On hand to watch Nakajima do five laps on the racing simulator was the game's creator, Kazunori Yamauchi, who was amazed by how the driver was able to quickly adjust to how the car felt in the game.
"I watched Mr. Nakajima driving the simulator today, and I realized that at one point he changed his driving style suddenly," said Yamauchi. "I thought that was the sign of a true professional. With the settings as they are, you would want to start giving it the accelerator at the apex of a turn, but if you wait just a second until the car straightens out before giving it accelerator, the (electric) motor will kick in when the accelerator is open just over 80%. Until that point, it is a 500hp car. From there, when the accelerator is open more than 80% and the car speed is over 100kph, the motor kicks in to supplement the drive power. We didn't instruct Mr. Nakajima that this was the setting we had, but after just a few laps he had quickly figured it out and changed his driving style. That really surprised me."
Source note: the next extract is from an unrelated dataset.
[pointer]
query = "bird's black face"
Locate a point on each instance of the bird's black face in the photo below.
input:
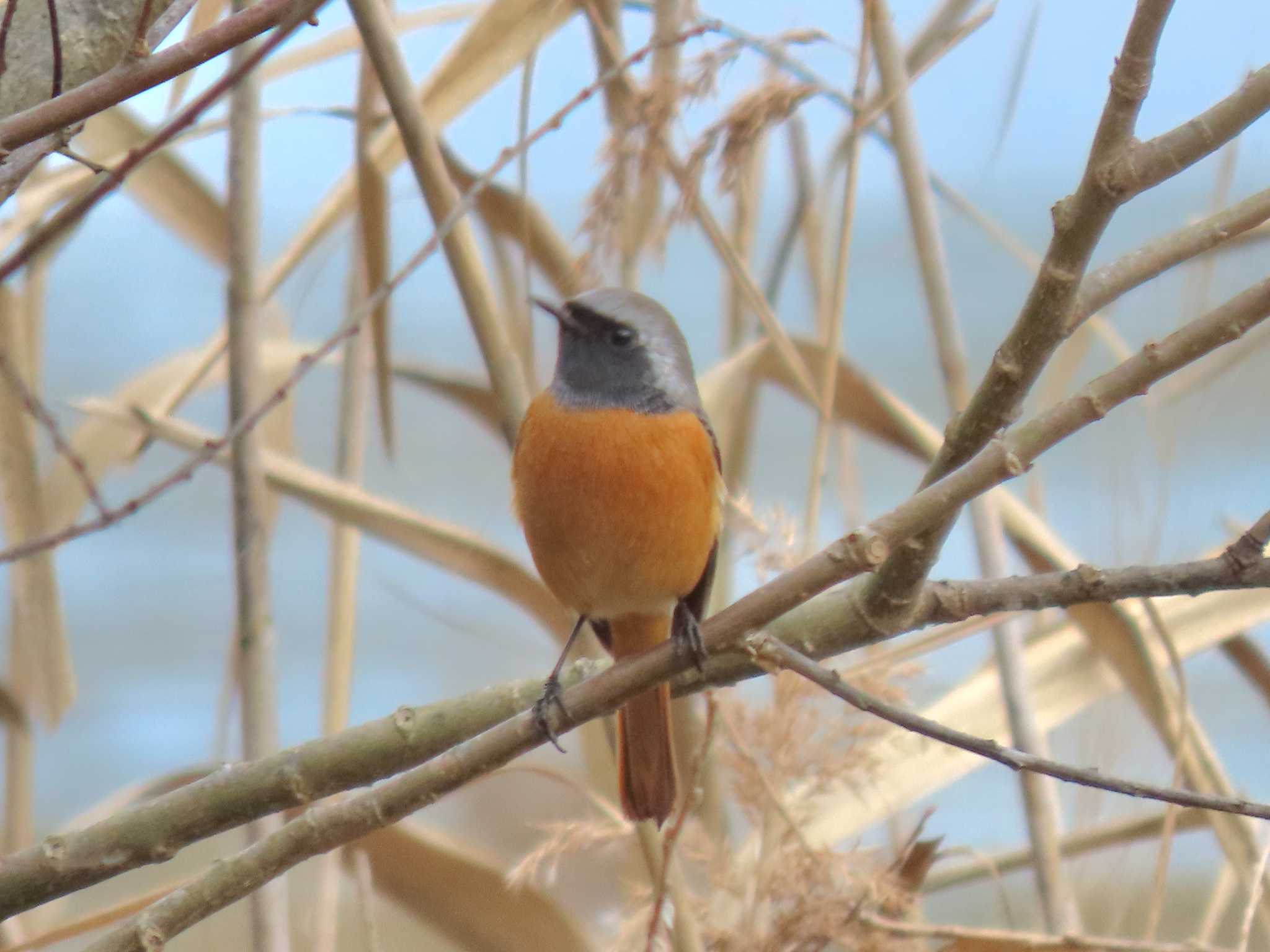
(603, 362)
Nakajima also marveled at how the Gran Turismo version of the TS030 and Fuji Speedway felt so close to their real-life counterparts.
"I can say that things like the braking points, the feeling of tire grip and the feeling when you turn the steering wheel, those places are almost identical to the actual car," shared Nakajima. "It's true, I’m sure, that they are not releasing information about the contents of the hybrid system and its effects, so it must be difficult to get a simulation that is this close. Despite that, I feel that the simulator really recreates those aspects well. If I were to cite one thing that is different, it would probably be the first corner. On the actual car, the traction control system comes into play there so there is a difference, but that is about the only thing that I feel was really different."
At the end of Nakajima’s five-lap time trial, his lap time of one minute, 26.545 seconds beat not only his 2012 pole-position time (one minute, 27.499 seconds) but also his 2013 equivalent (one minute, 26.577 seconds).